I did however begin to start craving cheese. Cheese in any form! Cheese sandwiches, cheese crisps, cheese pasta and just plain cheese. I am and always have been a huge cheese lover so again this wasn’t totally unheard of for me. Looking back it was and definitely still is my first serious craving.
Charlie and I did the classic of sort of knowing/thinking it could be a successful month for us but not wanting to jinx it by actually taking a test. I had cut out caffeine months ago for other reasons and we don’t tend to drink alcohol unless its an occasion, neither touching a drop on holiday. Therefore we both knew I was in a good place to ‘maybe’ be pregnant.
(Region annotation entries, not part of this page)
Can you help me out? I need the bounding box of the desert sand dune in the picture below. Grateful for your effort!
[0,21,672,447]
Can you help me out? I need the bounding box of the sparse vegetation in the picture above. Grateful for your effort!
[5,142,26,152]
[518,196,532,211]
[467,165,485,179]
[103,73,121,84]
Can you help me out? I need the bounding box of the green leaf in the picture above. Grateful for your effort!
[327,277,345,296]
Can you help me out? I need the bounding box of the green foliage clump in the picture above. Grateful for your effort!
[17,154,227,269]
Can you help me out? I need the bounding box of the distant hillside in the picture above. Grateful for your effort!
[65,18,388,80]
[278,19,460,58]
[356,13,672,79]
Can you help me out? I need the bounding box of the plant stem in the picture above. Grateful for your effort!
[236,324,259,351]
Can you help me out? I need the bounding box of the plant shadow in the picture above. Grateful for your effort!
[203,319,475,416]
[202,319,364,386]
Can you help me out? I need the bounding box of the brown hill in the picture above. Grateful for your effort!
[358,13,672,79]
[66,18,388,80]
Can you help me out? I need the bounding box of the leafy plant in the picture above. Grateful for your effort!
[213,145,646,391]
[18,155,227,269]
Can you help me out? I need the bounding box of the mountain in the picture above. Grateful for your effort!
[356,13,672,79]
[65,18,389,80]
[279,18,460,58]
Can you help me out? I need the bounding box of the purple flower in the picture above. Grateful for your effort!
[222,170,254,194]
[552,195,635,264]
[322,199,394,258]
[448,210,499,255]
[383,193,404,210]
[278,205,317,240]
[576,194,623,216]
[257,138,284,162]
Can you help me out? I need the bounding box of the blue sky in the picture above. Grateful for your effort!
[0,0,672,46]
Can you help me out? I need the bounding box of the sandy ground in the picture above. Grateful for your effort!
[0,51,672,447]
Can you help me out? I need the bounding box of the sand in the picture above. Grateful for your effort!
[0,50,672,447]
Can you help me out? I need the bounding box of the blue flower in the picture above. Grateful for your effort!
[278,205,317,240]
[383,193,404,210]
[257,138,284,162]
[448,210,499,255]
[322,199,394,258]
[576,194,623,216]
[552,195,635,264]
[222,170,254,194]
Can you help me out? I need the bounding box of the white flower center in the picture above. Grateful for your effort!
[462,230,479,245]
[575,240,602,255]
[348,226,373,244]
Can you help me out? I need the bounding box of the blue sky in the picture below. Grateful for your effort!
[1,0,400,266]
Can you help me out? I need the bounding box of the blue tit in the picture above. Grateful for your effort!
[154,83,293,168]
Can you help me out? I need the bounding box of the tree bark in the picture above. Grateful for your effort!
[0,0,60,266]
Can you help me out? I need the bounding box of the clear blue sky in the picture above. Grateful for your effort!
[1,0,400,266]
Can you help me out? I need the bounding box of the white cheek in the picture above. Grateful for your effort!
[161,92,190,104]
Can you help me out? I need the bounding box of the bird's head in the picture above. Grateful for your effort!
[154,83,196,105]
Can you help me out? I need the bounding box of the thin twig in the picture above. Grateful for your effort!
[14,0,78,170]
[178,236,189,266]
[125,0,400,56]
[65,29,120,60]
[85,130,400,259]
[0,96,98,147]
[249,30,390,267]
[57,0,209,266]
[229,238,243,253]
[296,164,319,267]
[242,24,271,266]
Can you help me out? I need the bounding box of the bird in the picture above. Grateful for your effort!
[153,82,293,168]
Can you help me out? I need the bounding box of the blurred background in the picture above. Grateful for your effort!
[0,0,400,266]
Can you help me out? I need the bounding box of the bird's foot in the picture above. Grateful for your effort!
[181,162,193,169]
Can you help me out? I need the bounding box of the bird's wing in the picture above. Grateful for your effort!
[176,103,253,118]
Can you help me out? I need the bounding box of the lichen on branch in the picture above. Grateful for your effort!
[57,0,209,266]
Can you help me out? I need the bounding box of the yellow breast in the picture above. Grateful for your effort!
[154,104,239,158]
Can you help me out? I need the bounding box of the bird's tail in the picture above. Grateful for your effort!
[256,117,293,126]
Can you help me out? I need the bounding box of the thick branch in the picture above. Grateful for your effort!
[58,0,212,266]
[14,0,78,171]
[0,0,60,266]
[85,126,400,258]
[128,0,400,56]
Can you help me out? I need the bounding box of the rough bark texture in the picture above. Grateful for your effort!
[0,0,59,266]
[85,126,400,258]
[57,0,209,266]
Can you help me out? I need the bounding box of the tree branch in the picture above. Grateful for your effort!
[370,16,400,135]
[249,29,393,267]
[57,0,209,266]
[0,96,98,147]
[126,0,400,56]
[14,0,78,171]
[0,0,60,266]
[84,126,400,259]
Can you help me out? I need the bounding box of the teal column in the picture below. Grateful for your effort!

Even if we weren’t going to confirm (jinx) it just yet.
A few days home from our holiday and my cheese inhaling continued, I did start to feel pretty exhausted and nauseous first thing in the morning and early evening as routine. I found the only thing which totally eased the feeling of vomming was to eat cheese, again in any form. Usually my cheese easing of choice was cheese puffs (Aldis own brand are the best) or cheese sandwiches.
I decided it was time to confirm that my cheese feasts weren’t totally over the top and in fact part of a bigger picture.
We decided to finally take a test. We had lots of negatives with the pricey clear blue week prediction ones. Instead we opted for a nice bargain Sainsbury’s own brand. We will be paying through our teethe for this kid for the rest of our lives, may as well save money early on… I literally wee’d on the test, lifted it up, and it was immediately a cross. Pretty pregnant if you ask me. Also far better than that awful 3 minute wait with the pricey ones where that timer spins round and round, torturing you with each turn. Obviously we were beyond happy, with that lovely mix of nerves.
Weeks 5 – 7
Cheese cravings have eased off a little. Still my fave food but less of a need for it. I feel like death warmed up for 90% of the day. All I want to do is lie in bed and binge on food and crap tv. I feel like I need to be sick… constantly but I haven’t been… not once!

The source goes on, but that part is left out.